Digital Ghosts: How China is Reinventing Death
In a dimly lit Shanghai apartment, Wang Mei watches intently as her grandmother smiles at her through the screen. The smile is familiar — the same gentle expression she remembers from childhood. But her grandmother passed away six months ago. What Wang is watching is an AI-generated avatar, created from old photos and voice recordings, a service that cost her family 5,000 yuan ($700).
“Sometimes I just need to hear her voice again,” Wang says, her eyes fixed on the screen. “Even if I know it’s not really her.”
The Price of Immortality
Welcome to China’s booming grief economy, where death itself is being disrupted by technology. On platforms like Gurenju, families create virtual memorial halls for as little as 1 yuan (13 cents) per digital flower offering. The platform has exploded from 5,000 users in 2019 to over 650,000 by 2023, driven by a generation unable to perform traditional tomb-sweeping duties in person.
“My parents’ graves are in Sichuan, but I work in Beijing,” explains Liu Chen, a 32-year-old software engineer. “During Qingming Festival, I pay 35 yuan for cemetery staff to livestream the tomb cleaning. It’s not the same as being there, but at least I can watch in real-time.”
The Digital Afterlife Industry
The menu of services reads like science fiction:
- Virtual memorial halls: 1–50 yuan for digital offerings
- Livestreamed tomb sweeping: 35 yuan per session
- AI-generated “digital humans”: 5,000–10,000 yuan
- Interactive hologram ceremonies: Starting at 3,000 yuan
Companies like Fu Shou Yuan and Super Brain are racing to perfect their “digital human” technology. Their AI systems can replicate not just appearances but voices, mannerisms, and even thought patterns based on family inputs.
When Tech Meets Tradition
In a modern office building in Beijing, Zhang Wei demonstrates his company’s latest innovation: a holographic projection system being tested across five cemeteries. “Traditional Chinese culture emphasizes remembering our ancestors,” he explains. “We’re just making it possible to do so in ways that fit modern life.”
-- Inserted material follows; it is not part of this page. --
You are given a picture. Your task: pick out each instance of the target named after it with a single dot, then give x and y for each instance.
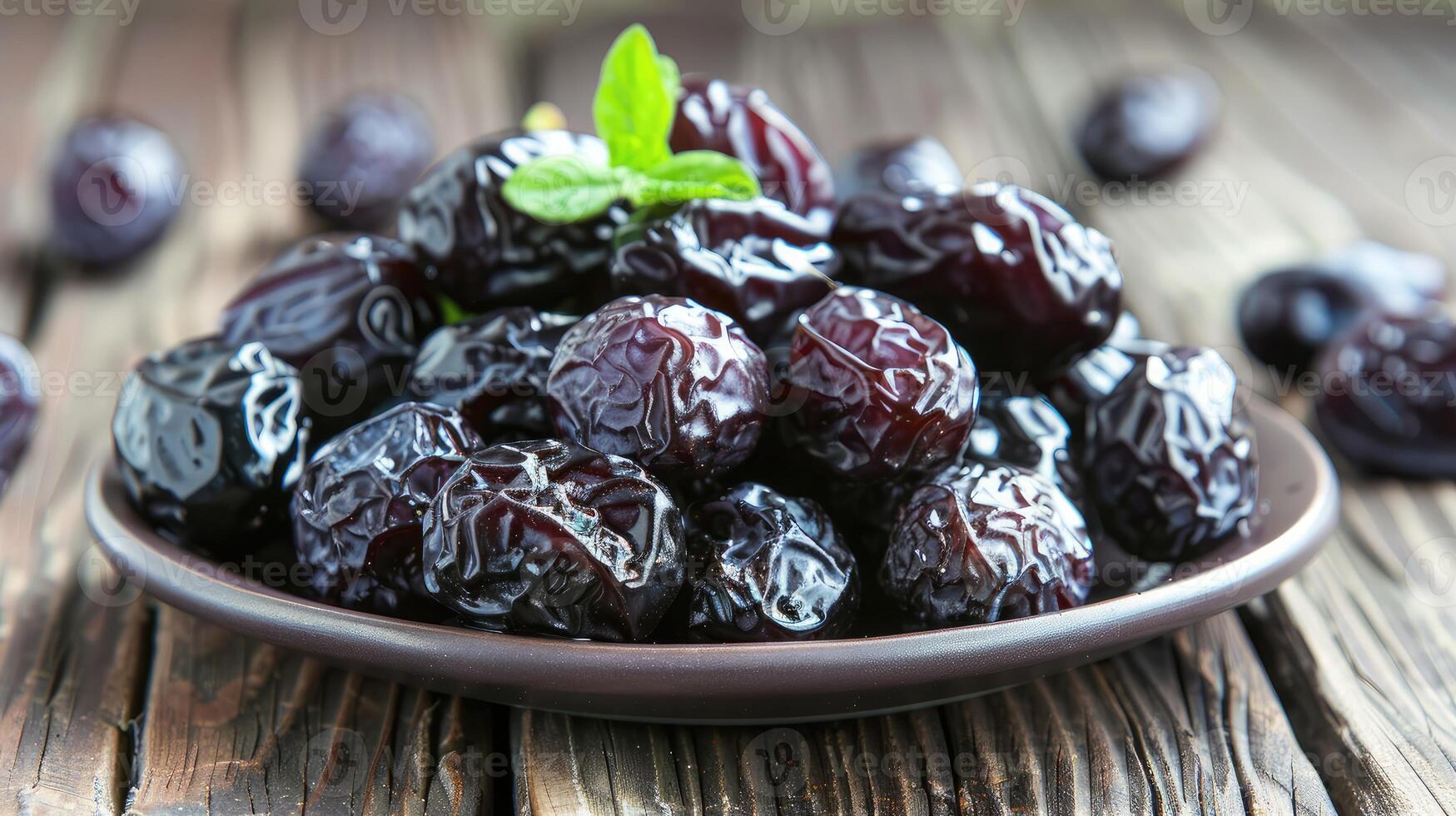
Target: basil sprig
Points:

The technology is impressive. Within minutes, their AI can compile biographies, animate old photos, and create interactive experiences that would have seemed impossible just years ago. The company plans to expand nationwide, targeting a database of 300,000 deceased individuals.
The Dark Side of Digital Grief
Not everyone embraces this technological transformation of death. “These services can create unhealthy attachment,” warns Dr. Li, a Beijing-based psychiatrist. “I’ve seen clients become emotionally dependent on AI versions of their loved ones, unable to complete the natural grieving process.”
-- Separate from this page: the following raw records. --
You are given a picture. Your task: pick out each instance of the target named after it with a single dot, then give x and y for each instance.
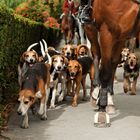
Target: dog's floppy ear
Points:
(66, 61)
(22, 57)
(31, 98)
(75, 50)
(62, 50)
(36, 55)
(80, 68)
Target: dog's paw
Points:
(125, 90)
(25, 126)
(132, 93)
(44, 117)
(60, 98)
(84, 99)
(52, 107)
(74, 104)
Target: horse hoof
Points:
(110, 109)
(74, 104)
(132, 93)
(93, 102)
(84, 99)
(101, 119)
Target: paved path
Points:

Privacy concerns also loom large. Who owns the rights to a deceased person’s digital likeness? Can companies use collected data to generate unauthorized content? The legal framework struggles to keep pace with the technology.
A Cultural Crossroads
The rise of digital mourning reflects deeper changes in Chinese society. Urbanization has scattered families across the country. Young professionals can rarely take time off for traditional multi-day funeral rites. Virtual solutions bridge the gap between ancient filial obligations and modern constraints.
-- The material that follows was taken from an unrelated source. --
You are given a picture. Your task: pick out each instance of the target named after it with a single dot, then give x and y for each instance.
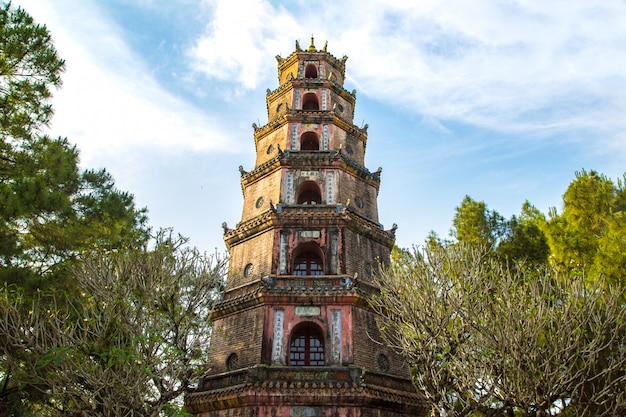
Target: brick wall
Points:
(256, 251)
(241, 334)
At Gurenju’s offices, CEO Wang Shun reflects on this transformation: “We’re not replacing traditional mourning — we’re preserving it. Without these digital options, many young Chinese would be completely disconnected from their ancestral rites.”
The Future of Remembrance
Back in her apartment, Wang Mei ends her virtual visit with her grandmother’s avatar. “My mother was skeptical at first,” she says. “But last week, I caught her talking to the AI late at night. She was telling grandmother about her garden, just like she used to.”
She pauses, then adds: “Is it real? No. But neither is a photograph. Both are just ways of holding onto memory. And sometimes, that’s enough.”
The screen flickers off, and her grandmother’s digital ghost fades away. In modern China, even death is being disrupted, one pixel at a time.